OK, the headline “A Bird’s Beak Saves Us From 10 Foot Centipedes” sounds just a tad sensational, but it really isn’t. I must tell you that I am completely GROSSED OUT by insects!!! I know there are people on this planet who are fascinated with them and good for them, but I am definitely not one one of them. The reason I’m telling you this is because I would never watch a documentary on bugs, but my son did and it just increased my admiration and love for birds.
I love birds as much as I detest insects. I knew there were giant bugs on this planet many millenia ago and apparently there were some really horrible things around to eat our poor ancestors. For example, a 10 foot centipede. I am repulsed by the tiny things today – can you imagine one that was 10 Freaking Feet long? But fortunately, they’re all gone and the reasons why are fascinating. Today our atmosphere is about 21% oxygen but in the past it has been much higher. When it was, it enabled insects to grow much larger. It has to do with the trachae through which insects breathe and I can’t explain it really well since I didn’t watch the documentary and don’t plan to do so.

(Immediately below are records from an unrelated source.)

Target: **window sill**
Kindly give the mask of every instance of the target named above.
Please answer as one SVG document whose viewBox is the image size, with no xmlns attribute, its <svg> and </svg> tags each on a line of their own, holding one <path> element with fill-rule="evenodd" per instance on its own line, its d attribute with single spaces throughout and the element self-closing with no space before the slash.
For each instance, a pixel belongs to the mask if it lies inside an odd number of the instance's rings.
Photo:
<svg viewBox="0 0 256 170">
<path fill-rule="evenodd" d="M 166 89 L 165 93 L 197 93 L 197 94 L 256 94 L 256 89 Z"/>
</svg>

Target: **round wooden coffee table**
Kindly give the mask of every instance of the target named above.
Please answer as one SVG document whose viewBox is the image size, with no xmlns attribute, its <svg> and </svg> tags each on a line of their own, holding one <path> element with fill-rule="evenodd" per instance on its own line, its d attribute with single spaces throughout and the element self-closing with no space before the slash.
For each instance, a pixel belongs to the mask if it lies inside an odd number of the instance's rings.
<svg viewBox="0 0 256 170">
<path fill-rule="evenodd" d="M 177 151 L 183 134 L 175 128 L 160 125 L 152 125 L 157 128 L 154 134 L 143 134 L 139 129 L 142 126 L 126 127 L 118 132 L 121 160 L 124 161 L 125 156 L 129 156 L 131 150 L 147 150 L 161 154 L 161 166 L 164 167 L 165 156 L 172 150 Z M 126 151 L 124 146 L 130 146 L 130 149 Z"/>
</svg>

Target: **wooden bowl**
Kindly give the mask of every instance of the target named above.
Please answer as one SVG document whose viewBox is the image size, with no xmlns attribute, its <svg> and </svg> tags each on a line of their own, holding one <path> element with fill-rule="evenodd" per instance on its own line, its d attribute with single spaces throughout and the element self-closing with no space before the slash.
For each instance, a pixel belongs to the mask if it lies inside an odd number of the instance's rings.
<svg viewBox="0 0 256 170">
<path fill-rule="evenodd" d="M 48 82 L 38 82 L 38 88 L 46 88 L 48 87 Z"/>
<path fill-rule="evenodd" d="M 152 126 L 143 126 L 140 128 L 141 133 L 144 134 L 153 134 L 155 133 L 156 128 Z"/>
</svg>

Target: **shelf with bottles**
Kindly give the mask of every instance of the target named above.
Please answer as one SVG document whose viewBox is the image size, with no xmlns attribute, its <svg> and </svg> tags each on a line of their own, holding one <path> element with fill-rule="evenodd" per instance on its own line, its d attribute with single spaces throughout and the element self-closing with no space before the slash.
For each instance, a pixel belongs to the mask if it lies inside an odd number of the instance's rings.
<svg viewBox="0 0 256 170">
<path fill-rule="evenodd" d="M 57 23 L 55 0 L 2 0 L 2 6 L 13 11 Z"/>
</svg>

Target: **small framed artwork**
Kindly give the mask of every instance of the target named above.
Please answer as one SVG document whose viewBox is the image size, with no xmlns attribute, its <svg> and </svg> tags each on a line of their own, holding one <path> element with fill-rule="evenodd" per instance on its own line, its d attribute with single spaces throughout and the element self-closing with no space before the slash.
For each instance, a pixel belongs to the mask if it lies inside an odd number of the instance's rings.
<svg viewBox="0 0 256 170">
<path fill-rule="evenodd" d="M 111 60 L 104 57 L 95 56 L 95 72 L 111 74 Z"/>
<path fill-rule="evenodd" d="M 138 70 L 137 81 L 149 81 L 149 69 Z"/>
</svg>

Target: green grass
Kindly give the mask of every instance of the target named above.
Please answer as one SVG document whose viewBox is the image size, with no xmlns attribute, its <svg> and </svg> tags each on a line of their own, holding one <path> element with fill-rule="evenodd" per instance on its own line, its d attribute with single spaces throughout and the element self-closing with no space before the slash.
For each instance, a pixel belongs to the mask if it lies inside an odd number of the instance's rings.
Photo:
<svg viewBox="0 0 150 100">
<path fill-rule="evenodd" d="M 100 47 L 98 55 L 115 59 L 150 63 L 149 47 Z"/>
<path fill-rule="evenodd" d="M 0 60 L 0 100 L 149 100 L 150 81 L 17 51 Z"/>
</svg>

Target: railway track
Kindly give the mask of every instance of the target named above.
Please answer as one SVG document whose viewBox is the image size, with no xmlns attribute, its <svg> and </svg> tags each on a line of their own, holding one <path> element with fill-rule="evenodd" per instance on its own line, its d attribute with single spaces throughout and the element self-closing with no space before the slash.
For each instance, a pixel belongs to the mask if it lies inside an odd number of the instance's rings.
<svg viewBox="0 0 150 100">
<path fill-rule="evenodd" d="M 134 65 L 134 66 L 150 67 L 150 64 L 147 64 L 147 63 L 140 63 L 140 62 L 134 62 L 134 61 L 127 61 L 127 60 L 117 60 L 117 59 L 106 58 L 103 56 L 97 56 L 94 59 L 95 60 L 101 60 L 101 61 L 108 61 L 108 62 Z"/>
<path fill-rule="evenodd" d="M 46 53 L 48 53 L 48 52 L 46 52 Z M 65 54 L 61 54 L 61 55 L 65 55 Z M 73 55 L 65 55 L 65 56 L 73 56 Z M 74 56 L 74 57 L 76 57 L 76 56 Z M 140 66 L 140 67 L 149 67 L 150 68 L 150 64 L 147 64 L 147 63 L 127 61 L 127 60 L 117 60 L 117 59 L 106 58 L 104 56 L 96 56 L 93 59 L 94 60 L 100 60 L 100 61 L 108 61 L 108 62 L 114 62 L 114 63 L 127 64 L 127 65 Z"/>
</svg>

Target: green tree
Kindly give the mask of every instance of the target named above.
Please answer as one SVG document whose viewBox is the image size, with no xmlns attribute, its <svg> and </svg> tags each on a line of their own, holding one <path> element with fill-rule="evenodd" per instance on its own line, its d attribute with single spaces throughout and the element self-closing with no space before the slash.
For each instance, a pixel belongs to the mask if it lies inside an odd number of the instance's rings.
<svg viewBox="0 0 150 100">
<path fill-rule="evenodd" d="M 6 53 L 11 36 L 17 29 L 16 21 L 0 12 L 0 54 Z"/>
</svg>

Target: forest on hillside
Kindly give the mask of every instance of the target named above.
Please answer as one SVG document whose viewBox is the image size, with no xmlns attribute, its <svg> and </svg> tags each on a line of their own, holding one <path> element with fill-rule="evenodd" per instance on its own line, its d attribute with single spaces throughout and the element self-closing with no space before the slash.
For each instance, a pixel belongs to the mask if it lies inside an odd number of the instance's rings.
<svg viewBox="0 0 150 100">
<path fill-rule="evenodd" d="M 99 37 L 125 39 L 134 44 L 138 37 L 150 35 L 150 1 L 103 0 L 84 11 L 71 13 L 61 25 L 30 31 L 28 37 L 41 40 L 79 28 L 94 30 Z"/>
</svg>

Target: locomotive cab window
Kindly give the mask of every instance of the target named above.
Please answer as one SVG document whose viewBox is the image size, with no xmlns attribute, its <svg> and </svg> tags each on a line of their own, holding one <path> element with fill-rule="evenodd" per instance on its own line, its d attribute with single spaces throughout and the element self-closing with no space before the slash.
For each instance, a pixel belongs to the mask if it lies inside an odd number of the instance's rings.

However, here’s the thing: the amount of oxygen in the air varies over time, ranging from about 15% to 35%. In fact, we have more oxygen today than at times in the past so why haven’t insects grown larger again? According to the documentary it’s because of the blessed birds! They eat huge amounts of insects and keep their populations in check and these very effective insect predators didn’t exist back in the earlier days of huge insects. The birds then were dinosaurs, running around eating our mammalian ancestors. :-) But we forgive you, birds. And thus a bird beak saved us from giant insects.
Side Note: another fascinating tidbit of information is that there were once giant dragonflies the size of hawks. They became extinct because of, believe it or not, flowers. Apparently when flowers appeared they started dropping their petals some of which inevitably fell into water. This spurred the growth of small organisms who ate the flowers and used much of the oxygen in the water. Thus, when the dragonflies laid their eggs in the water, the babies couldn’t get enough oxygen to survive and the dragonfly’s ability to reproduce ended.
Mother Nature is indeed a fascinating lady!